Turning to what Mark Isherwood said. Can I give you an assurance that if policing was devolved, it's not going to be the case that suddenly there's no co-operation across the border? Of course not. Nobody rational would argue that. And there will be some areas of crime that are so serious that there would have to be co-ordination across the UK and beyond, into Europe. That much is true. But to say that, because crime is cross-border, which is correct, therefore all our policing must be run from Whitehall, is a false argument. Because, if you look at Ireland, where the border is very similar to the border here—Newry and Dundalk are close to each other; Letterkenny and Derry are close to each other; Lifford and Strabane are across the river from each other. So, you do have people living very closely in towns very close to the border. Yet there is a good record of co-operation between An Garda Síochána and the Police Service of Northern Ireland. It's not a problem. For some reason, it is a problem that apparently only exists between England and Wales, but isn't a problem anywhere else—not even within the UK, where, of course, Scotland has an independent police system. No-one's ever said, 'That creates a problem in terms of cross-border co-operation'. So, I find that argument difficult to accept.

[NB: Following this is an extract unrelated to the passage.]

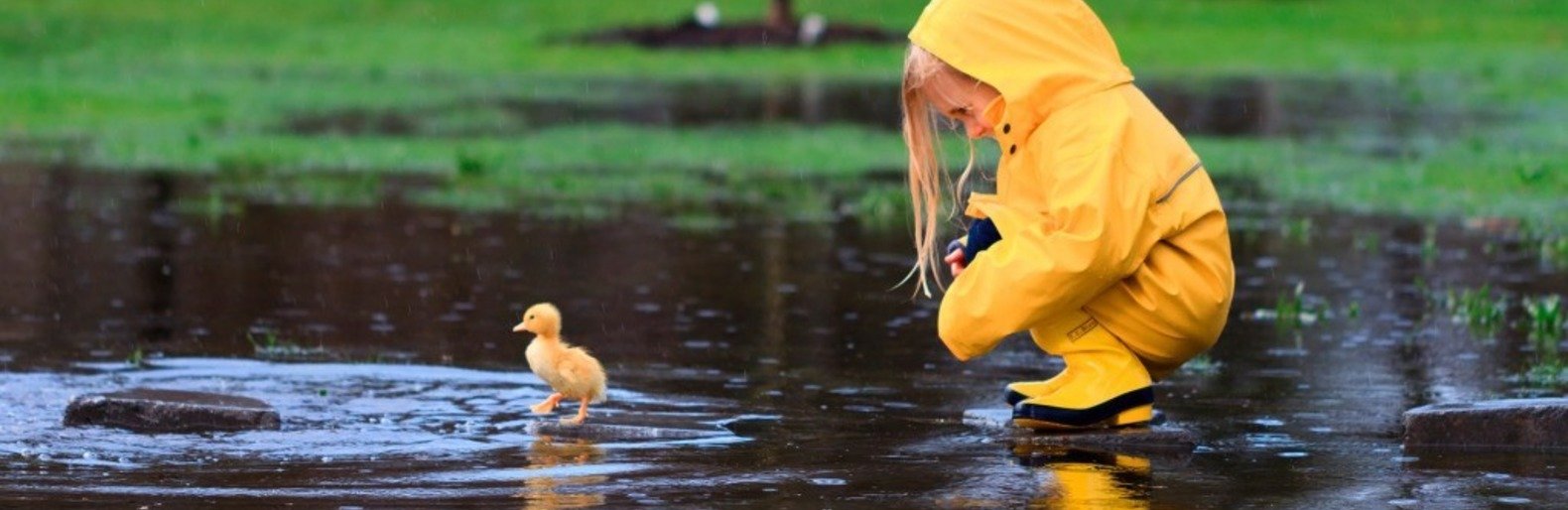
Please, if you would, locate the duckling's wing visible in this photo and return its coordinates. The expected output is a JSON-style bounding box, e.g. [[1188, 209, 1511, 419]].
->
[[555, 348, 603, 399]]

In practice, what does this mean? Well, it means, for example, obviously, that we would have control here of our justice system. It does not mean there'd be no co-operation; it does not mean we would build a justice wall between ourselves and England—of course not. You would not need separate professions. I think that's right; you could have professions that could regulate themselves and be cross-border. You would not necessarily need a separate court system. Lord Justice Thomas has said in the past that the idea of a distinct jurisdiction means that you can say, 'Okay, we'll share a court system and share the costs'. Because, at the moment, we don't pay anything towards the justice system, yet we produce laws here that create costs for the Ministry of Justice that they have to pick up every single time. Now, it's very convenient for us, but is that fair in the longer term? A properly shared jurisdiction would see responsibility shared between these two bodies, these two legislatures. I do see the time running out, Llywydd.
And I'd simply say this: as I said before, the abnormal situation is what we have in Wales—a Parliament without a jurisdiction. The abnormal situation is what we have in England and Wales, where we have two Parliaments within the same jurisdiction. And I just make this last point to illustrate to Members what that might mean: the time is coming when it would be possible for someone to be arrested, tried and imprisoned in England for an offence that's not an offence in England, because it's one jurisdiction, and that clearly can't be right in the future, and it's time to make sure that we have better symmetry as far as devolution is concerned and certainly far better symmetry as far as the devolution of justice is concerned.